Subprocess re-write to STDIN while reading from STDOUT (Windows)

I want to call an external process from python. The process I call reads the input string and gives a tokenized result and waits for another input (binary is MeCab tokenizer if that helps).

I need to tokenize thousands of lines of string by calling this process.

Problem Popen.communicate () works but waits for the process to complete before emitting an STDOUT result. I don't want to keep closing and opening new sub-processes thousands of times. (And I don’t want to send all the text, it could easily grow tens of thousands of -debts in the future.)

from subprocess import PIPE, Popen

with Popen("mecab -O wakati".split(), stdin=PIPE,
           stdout=PIPE, stderr=PIPE, close_fds=False,
           universal_newlines=True, bufsize=1) as proc:
    output, errors = proc.communicate("foobarbaz")

print(output)

      

I tried reading proc.stdout.read()

instead of using link, but it is blocked stdin

and returns no results before proc.stdin.close()

. Which again means that I have to create a new process every time.

I tried to implement queues and streams from a similar question as below, but it either doesn't return anything, so it's stuck on While True

, or when I force fill the stdin buffer by re-sending the lines, it outputs all the results at once.

from subprocess import PIPE, Popen
from threading import Thread
from queue import Queue, Empty

def enqueue_output(out, queue):
    for line in iter(out.readline, b''):
        queue.put(line)
    out.close()

p = Popen('mecab -O wakati'.split(), stdout=PIPE, stdin=PIPE,
          universal_newlines=True, bufsize=1, close_fds=False)
q = Queue()
t = Thread(target=enqueue_output, args=(p.stdout, q))
t.daemon = True
t.start()

p.stdin.write("foobarbaz")
while True:
    try:
        line = q.get_nowait()
    except Empty:
        pass
    else:
        print(line)
        break

      

Also looked at Pexpect route, but windows port doesn't support some important modules (pty based) so I couldn't apply that either.

I know there are many similar answers and I have tried most of them. But nothing I've tried seems to work on Windows.

EDIT: Some info on the binary that I am using when I use it via the command line. It triggers and tokenizes the suggestions I give until I finish and force the program to close.

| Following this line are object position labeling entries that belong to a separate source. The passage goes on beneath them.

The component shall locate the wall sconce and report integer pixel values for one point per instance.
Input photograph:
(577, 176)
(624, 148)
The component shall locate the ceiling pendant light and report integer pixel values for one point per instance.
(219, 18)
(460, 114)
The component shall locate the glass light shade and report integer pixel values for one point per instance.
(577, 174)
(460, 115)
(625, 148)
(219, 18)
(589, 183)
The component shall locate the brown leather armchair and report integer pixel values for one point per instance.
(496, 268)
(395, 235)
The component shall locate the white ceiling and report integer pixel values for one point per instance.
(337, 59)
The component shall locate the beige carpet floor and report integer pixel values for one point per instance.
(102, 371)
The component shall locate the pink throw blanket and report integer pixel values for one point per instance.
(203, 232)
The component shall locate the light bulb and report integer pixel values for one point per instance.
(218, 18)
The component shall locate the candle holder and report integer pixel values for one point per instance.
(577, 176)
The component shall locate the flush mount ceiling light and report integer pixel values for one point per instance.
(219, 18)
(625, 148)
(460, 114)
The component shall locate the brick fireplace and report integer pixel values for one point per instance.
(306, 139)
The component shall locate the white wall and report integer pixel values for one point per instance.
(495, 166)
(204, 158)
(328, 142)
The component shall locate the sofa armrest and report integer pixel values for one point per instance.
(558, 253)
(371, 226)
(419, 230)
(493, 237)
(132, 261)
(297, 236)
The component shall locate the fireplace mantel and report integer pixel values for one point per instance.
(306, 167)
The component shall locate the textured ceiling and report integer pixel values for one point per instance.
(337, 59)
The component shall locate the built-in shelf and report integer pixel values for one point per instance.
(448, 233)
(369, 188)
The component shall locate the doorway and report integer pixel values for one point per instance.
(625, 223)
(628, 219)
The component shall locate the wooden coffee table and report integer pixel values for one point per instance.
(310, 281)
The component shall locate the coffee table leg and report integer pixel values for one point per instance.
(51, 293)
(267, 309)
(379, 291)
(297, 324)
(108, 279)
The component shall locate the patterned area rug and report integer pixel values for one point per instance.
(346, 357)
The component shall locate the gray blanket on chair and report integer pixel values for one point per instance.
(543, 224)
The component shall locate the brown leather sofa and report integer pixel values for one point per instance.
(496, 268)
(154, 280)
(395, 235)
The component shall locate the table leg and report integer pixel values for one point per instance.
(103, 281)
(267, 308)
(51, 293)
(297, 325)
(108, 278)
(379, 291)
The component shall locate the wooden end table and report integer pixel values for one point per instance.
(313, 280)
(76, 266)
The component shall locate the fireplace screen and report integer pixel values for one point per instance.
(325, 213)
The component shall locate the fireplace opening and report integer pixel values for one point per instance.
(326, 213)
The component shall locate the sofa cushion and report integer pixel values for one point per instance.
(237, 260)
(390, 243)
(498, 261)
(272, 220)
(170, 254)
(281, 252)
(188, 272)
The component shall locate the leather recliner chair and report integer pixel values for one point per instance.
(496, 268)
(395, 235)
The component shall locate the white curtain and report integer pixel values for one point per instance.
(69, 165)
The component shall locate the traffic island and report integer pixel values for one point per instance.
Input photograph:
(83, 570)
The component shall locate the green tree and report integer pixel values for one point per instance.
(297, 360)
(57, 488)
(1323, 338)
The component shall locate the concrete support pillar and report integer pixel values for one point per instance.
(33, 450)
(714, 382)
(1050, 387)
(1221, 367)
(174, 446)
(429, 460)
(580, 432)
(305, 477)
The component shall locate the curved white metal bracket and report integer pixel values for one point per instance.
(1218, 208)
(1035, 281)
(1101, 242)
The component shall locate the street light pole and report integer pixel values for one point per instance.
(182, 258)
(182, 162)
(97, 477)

(... waits_for_input -> input_recieved -> output -> waits_for_input ...)

Thank.

+3


source to share


2 answers


If mecab uses FILE

default buffered C streams , then piped stdout has 4 KiB buffer. The idea here is that the program can make efficient use of small, random reads and writes to buffers, and the underlying standard I / O implementation handles the auto-filling and flushing of significantly large buffers. This minimizes the number of system calls required and maximizes throughput. Obviously, you don't want this behavior for an interactive console or terminal I / O or writing to stderr

. In these cases, the C runtime uses line buffering or no buffering.

The program can override this behavior, and some of them have command line parameters to set the buffer size. For example, Python has a -u (unbuffered) option and an environment variable PYTHONUNBUFFERED

. If mecab does not have a similar option, then there will be no generic workaround on Windows. Too complex situation C. A Windows process can communicate statically or dynamically to one or more CRTs. The situation on Linux is different as the Linux process usually loads a unified CRT system (like GNU libc.so.6) into the global symbol table, which allows the library to LD_PRELOAD

customize C streams FILE

. Linux stdbuf

uses this trick for example. stdbuf -o0 mecab -O wakati

...




One experiment is to call CreateConsoleScreenBuffer

and get the file descriptor for the descriptor from msvcrt.open_osfhandle

. Then pass that as stdout

instead of using a pipe. The child process will see this as TTY and use line buffering instead of full buffering. However, managing this is not trivial. This would involve reading (i.e. ReadConsoleOutputCharacter

) a sliding buffer (a call GetConsoleScreenBufferInfo

to keep track of the cursor position) that is being actively written by another process. This kind of interaction is not something I have ever needed or even experimented with. But I used the console screen buffer non-interactively i.e. I read the buffer after the child left. This allows up to 9999 lines of output to be read from programs, which are written directly to the console instead of stdout

eg. programs that callWriteConsole

or open "CON" or "CONOUT $".

+3


source


Here's a workaround for Windows. It also needs to be adapted to other operating systems. Download a console emulator like ConEmu ( https://conemu.github.io/ ) Run it instead of mecab as your subprocess.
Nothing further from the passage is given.